15 Things to Do in Bed That Aren’t Sex

1. Cuddle. This can be done pre-sex, post-sex, or even instead of sex. But never during sex. That’s dangerous.

2. Binge-watch until you get bed sores. If you’re binge-watching on a couch, you’re doing it wrong.

3. Build a fort. You’ve got all the materials needed at your fingertips: pillows and blankets. Go crazy.

4. Give each other back massages. This is incredibly relaxing.

5. Give each other foot massages. This is incredibly relaxing if you don’t think feet are gross.

6. Just all kinds of massages. Let’s not ignore scalp massages. Maybe hamstring massages if you’ve been doing a lot of squats. That’s really it.

7. Eat breakfast. It doesn’t need to be breakfast time, although doing this is a nice way to wake up. Breakfast in bed is a great way to spend a lazy Sunday.

8. Sleep. You might not be aware of this, but beds were initially designed with sleeping as their primary function. You can even sleep in a bed with someone else.

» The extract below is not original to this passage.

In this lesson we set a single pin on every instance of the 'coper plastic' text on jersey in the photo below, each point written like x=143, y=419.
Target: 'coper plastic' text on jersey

9. Try to sleep, but lie awake staring at your sleeping partner with unbridled jealousy. And the more you think about wanting to sleep, the more awake you become, until you resent your partner for being able to sleep so well.

10. Stare at the ceiling and have long, deep talks about our place in the universe. “Deep” might be a relative term here, but there are definitely topics of conversation that are best reserved for late-night dreamy chats. Could you imagine musing over the meaning of life as soon as you wake up? That sounds awful.

11. Play a board game. Bonus: if you’re losing, you can “accidentally” sit on the bed too hard and scatter the pieces everywhere.

12. Have a pillow fight. Don’t stop until one of your draws blood.

13. Go down a YouTube rabbit hole. Don’t stop until your eyes hurt and you’ve found something that has shaken you to your core.

14. Mess with Snapchat filters for way longer than you’d ever be comfortable admitting to others. Afterwards, make a blood oath and swear you’ll never speak of it again. Snapchat the blood oath!

15. Change your sheets. Seriously, if you’re doing all this stuff in bed, get some clean sheets on there.